Remix.run Logo
jmyeet 7 hours ago

Apple absolutely has a massive opportunity here because they used a shared memory architecture.

So as most people in or adjacent to the AI space know, NVidia gatekeeps their best GPUs with the most memory by making them eye-wateringly expensive. It's a form of market segmentation. So consumer GPUs top out at 16GB (5090 currently) while the best AI GPUs (H200?) is 141GB (I just had to search)? I think the previou sgen was 80GB.

But these GPUs are north of $30k.

Now the Mac Studio tops out currently at 512GB os SHARED memory. That means you can potentially run a much larger model locally without distributing it across machines. Currently that retails at $9500 but that's relatively cheap, in comparison.

But, as it stands now, the best Apple chips have significantly lower memory bandwidth than NVidia GPUs and that really impacts tokens/second.

So I've been waiting to see if Apple will realize this and address it in the next generation of Mac Studios (and, to a lesser extend, Macbook Pros). The H200 seems to be 4.8TB/s. IIRC the 5090 is ~1.8TB/s. The best Apple is (IIRC) 819GB/s on the M3 Ultra.

Apple could really make a dent in NVidia's monopoly here if they address some of these technical limitations.

So I just checked the memory bandwidth of these new chips and it seems like the M5 is 153GB/s, M5 Pro is ~300 and M5 Max is ~600. I was hoping for higher. This isn't a big jump from the M4 generation. I suspect the new Studios will probably barely break 1TB/s. I had been hoping for higher.

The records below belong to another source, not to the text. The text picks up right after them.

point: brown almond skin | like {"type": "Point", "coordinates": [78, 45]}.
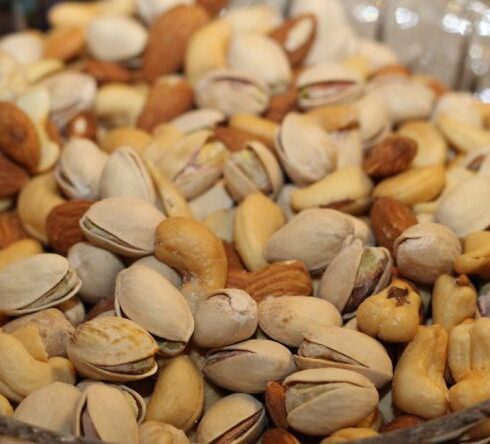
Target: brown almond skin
{"type": "Point", "coordinates": [281, 34]}
{"type": "Point", "coordinates": [278, 436]}
{"type": "Point", "coordinates": [18, 136]}
{"type": "Point", "coordinates": [391, 156]}
{"type": "Point", "coordinates": [168, 39]}
{"type": "Point", "coordinates": [164, 103]}
{"type": "Point", "coordinates": [12, 177]}
{"type": "Point", "coordinates": [11, 229]}
{"type": "Point", "coordinates": [389, 219]}
{"type": "Point", "coordinates": [275, 402]}
{"type": "Point", "coordinates": [62, 224]}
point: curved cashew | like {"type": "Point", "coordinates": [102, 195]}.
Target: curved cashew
{"type": "Point", "coordinates": [194, 251]}
{"type": "Point", "coordinates": [418, 383]}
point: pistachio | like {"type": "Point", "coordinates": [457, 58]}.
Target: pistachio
{"type": "Point", "coordinates": [323, 400]}
{"type": "Point", "coordinates": [336, 347]}
{"type": "Point", "coordinates": [436, 246]}
{"type": "Point", "coordinates": [225, 317]}
{"type": "Point", "coordinates": [113, 349]}
{"type": "Point", "coordinates": [286, 319]}
{"type": "Point", "coordinates": [122, 225]}
{"type": "Point", "coordinates": [248, 366]}
{"type": "Point", "coordinates": [147, 298]}
{"type": "Point", "coordinates": [235, 418]}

fridder 3 hours ago | parent | next [-]

It will be interesting to see the specs on an m5 ultra. Probably have to wait until WWDC at the earliest to see it though

SirMaster 7 hours ago | parent | prev | next [-]

>So consumer GPUs top out at 16GB (5090 currently)

5090 has 32GB, and the 4090 and 3090 both have 24GB.

4 hours ago | parent [-]
[deleted]
ericd 7 hours ago | parent | prev [-]

Hard to get 6000+ bit memory bus HBM bandwidth out of a 512 or 1024 bit memory bus tied to DDR... I think it's also just tough to physically tie in 512 gigs close enough to the GPU to run at those speeds. But yeah, I wish there was a very competitive local option, too, short of spending $50k+.